Context and Problem Statement

Error Sources

Filesystem. ENOSPC, EIO, corruption, permissions, write / read / close / open errors.

SQLite. See SQLite Docs: Result and Error Codes for details. sqlite_orm makes primary result codes available via std::system_error

Critical: SQLITE_INTERNAL, SQLITE_PERM, SQLITE_NOMEM, SQLITE_READONLY, SQLITE_IOERR, SQLITE_CORRUPT, SQLITE_NOTFOUND, SQLITE_FULL, SQLITE_CANTOPEN, SQLITE_TOOBIG, SQLITE_MISMATCH, SQLITE_MISUSE, SQLITE_NOLFS, SQLITE_AUTH, SQLITE_RANGE, SQLITE_NOTADB

Not critical (transaction aborts, deadlocks, busy database, constrain violation, etc.): SQLITE_ABORT, SQLITE_BUSY, SQLITE_LOCKED, SQLITE_INTERRUPT, SQLITE_PROTOCOL, SQLITE_SCHEMA, SQLITE_CONSTRAINT

Failed transaction retries. We retried a transaction that threw SQLITE_BUSY to often

Requests to non-existing data. Bucket, object, version, user does not exists.

Out of scope. Rate limiting, Broken requests (parse failures, etc.)

Layers

RGW OPs (this document). Translates RGW error codes to S3/HTTP compatible responses. We have a generic exception handler that translates exceptions into 500 / Internal Server Error.

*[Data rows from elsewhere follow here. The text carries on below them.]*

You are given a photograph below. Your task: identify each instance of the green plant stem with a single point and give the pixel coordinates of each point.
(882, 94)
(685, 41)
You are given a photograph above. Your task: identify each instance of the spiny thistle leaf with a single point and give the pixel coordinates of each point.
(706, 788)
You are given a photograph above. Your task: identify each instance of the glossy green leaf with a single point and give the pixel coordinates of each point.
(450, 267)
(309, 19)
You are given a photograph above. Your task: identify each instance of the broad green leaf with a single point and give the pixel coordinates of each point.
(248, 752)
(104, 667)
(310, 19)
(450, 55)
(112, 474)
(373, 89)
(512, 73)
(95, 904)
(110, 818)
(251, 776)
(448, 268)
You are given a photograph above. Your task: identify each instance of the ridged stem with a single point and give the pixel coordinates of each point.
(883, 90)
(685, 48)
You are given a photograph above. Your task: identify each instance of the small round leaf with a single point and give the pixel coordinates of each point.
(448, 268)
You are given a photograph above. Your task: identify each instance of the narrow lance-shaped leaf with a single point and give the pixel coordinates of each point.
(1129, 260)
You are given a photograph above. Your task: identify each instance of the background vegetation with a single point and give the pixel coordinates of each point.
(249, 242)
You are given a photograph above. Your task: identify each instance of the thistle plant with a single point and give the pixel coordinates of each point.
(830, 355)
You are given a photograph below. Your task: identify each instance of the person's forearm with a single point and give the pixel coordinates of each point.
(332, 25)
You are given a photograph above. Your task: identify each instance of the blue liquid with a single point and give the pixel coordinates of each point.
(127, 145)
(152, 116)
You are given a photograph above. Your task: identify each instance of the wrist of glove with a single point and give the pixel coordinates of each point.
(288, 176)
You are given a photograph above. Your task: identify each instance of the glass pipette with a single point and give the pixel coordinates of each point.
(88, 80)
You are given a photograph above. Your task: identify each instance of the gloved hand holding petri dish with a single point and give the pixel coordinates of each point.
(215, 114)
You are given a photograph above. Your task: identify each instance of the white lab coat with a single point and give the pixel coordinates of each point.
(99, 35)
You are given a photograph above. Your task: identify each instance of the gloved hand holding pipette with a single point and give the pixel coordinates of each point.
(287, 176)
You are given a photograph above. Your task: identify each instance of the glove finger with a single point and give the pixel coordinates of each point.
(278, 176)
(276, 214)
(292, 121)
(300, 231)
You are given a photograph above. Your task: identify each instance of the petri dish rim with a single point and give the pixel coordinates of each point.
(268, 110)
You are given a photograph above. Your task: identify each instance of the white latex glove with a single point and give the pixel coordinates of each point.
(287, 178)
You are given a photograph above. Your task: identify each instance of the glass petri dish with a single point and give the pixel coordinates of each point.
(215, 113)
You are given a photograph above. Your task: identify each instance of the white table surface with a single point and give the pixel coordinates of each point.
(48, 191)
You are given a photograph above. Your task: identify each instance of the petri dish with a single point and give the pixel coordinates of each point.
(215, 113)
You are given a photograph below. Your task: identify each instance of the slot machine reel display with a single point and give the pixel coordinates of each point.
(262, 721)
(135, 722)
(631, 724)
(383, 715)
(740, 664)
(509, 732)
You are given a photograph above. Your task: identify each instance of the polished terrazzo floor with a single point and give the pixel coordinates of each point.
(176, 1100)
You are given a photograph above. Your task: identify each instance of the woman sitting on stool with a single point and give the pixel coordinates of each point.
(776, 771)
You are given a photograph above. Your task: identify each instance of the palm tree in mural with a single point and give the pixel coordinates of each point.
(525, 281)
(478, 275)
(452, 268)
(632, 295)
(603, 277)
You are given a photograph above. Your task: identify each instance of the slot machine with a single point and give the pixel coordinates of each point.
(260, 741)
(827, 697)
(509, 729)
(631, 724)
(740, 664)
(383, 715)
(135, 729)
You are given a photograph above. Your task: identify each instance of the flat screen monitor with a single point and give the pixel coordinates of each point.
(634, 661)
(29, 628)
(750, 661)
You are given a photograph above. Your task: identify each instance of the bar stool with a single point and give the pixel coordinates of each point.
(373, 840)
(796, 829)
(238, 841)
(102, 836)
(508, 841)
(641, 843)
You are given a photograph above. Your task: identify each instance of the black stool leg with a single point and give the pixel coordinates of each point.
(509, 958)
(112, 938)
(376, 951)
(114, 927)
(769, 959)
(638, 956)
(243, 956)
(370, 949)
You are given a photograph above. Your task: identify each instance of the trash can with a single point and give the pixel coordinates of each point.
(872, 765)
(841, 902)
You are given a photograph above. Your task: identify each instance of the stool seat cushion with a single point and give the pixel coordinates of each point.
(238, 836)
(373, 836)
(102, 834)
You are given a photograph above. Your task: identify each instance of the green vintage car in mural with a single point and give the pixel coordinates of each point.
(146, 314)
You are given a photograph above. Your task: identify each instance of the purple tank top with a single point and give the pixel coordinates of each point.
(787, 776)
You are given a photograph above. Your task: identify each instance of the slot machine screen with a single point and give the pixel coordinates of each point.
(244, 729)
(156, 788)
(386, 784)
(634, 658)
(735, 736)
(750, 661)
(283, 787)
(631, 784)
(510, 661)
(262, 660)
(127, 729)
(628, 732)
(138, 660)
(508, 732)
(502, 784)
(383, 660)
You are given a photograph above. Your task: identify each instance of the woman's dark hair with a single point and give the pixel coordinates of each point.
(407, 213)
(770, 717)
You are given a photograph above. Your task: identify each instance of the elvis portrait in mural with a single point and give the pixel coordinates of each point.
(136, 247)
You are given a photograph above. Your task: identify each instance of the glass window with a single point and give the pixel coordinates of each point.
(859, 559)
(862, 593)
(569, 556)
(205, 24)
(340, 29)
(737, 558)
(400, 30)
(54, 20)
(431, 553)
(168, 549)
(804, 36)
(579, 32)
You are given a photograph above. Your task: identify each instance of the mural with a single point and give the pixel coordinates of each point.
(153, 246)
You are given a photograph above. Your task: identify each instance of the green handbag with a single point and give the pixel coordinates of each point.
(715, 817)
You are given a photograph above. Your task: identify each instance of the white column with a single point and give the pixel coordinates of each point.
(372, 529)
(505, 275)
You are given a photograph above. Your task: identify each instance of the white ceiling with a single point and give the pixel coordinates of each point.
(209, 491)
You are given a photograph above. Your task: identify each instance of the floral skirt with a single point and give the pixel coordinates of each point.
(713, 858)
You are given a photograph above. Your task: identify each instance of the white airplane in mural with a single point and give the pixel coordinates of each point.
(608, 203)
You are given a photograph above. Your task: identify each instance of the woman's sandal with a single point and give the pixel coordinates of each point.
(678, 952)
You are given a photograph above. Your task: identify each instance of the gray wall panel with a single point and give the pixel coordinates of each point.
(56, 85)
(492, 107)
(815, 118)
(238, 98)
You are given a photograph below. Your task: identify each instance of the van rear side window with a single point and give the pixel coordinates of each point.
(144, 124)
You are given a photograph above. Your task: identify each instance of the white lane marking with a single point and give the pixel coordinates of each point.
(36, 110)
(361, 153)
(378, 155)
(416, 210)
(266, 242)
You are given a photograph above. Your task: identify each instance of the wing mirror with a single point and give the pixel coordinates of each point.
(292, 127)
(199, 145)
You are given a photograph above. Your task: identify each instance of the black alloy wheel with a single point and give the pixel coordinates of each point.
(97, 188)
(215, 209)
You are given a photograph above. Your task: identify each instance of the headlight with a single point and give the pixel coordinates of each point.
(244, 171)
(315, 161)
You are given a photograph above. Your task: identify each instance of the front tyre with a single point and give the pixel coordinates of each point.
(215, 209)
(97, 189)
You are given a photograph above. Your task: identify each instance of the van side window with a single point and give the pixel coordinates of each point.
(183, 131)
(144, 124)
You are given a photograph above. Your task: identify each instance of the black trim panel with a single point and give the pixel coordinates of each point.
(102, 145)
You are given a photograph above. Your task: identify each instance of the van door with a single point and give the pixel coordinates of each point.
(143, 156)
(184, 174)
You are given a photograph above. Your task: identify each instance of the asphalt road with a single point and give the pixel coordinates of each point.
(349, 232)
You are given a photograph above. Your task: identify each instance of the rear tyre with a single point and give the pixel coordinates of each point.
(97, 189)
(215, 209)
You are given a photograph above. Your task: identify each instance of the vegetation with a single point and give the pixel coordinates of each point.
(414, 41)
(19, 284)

SAL. See rgw_sal.h. Errors returned via negative return codes. See rgw_common.{cc,h}.

SFS: SAL Implementation (this document). Where we use SFS SQLite to implement SAL logic. Examples: Atomic Writer

SFS: SQLite (this document). Methods and functions that do SQLite queries, transactions. Examples: SQLiteVersionedObjects::get_versioned_objects, Object::metadata_finish

Filesystem. Typically errno style errors. With STL sometimes exceptions.

sqlite_orm. Throws std::system_error with SQLite error code.

Decision

RGW OPs Layer

In addition to the regular RGW error handling, we have an exception handler in place.

Transforms critical errors into shutdowns / crashes. Critical errors may originate from sqlite_orm or filesystem operations.

Transforms non-critical errors into 500 / Internal Server Error.

Non-critical errors should not bubble up to this handler and are considered a bug.

SFS: SQLite Layer

Must not throw non-critical errors. Critical errors are OK to bubble up.

Options to return errors:

boolean returns, where true means did the thing and false did not do the thing. Useful, when the exact cause isn't important to the layer above.

negative integer style returns, where the integer should be something unique to SFS. Should not be a RGW error code, filesystem error, SQLite error, etc.

SFS: SAL Implementation Layer

Must handle non-critical lower-level errors and return RGW error codes. May catch and rethrow critical exceptions.

Example: A failed transaction from SFS SQLite returns false. The SFS SAL implementation uses that to clean up the request and return a ERR_INTERNAL_ERROR.

Important on this layer is, that clients may retry on certain errors before failing a request. We can leverage this where it is easier / cheaper to let the client retry than us.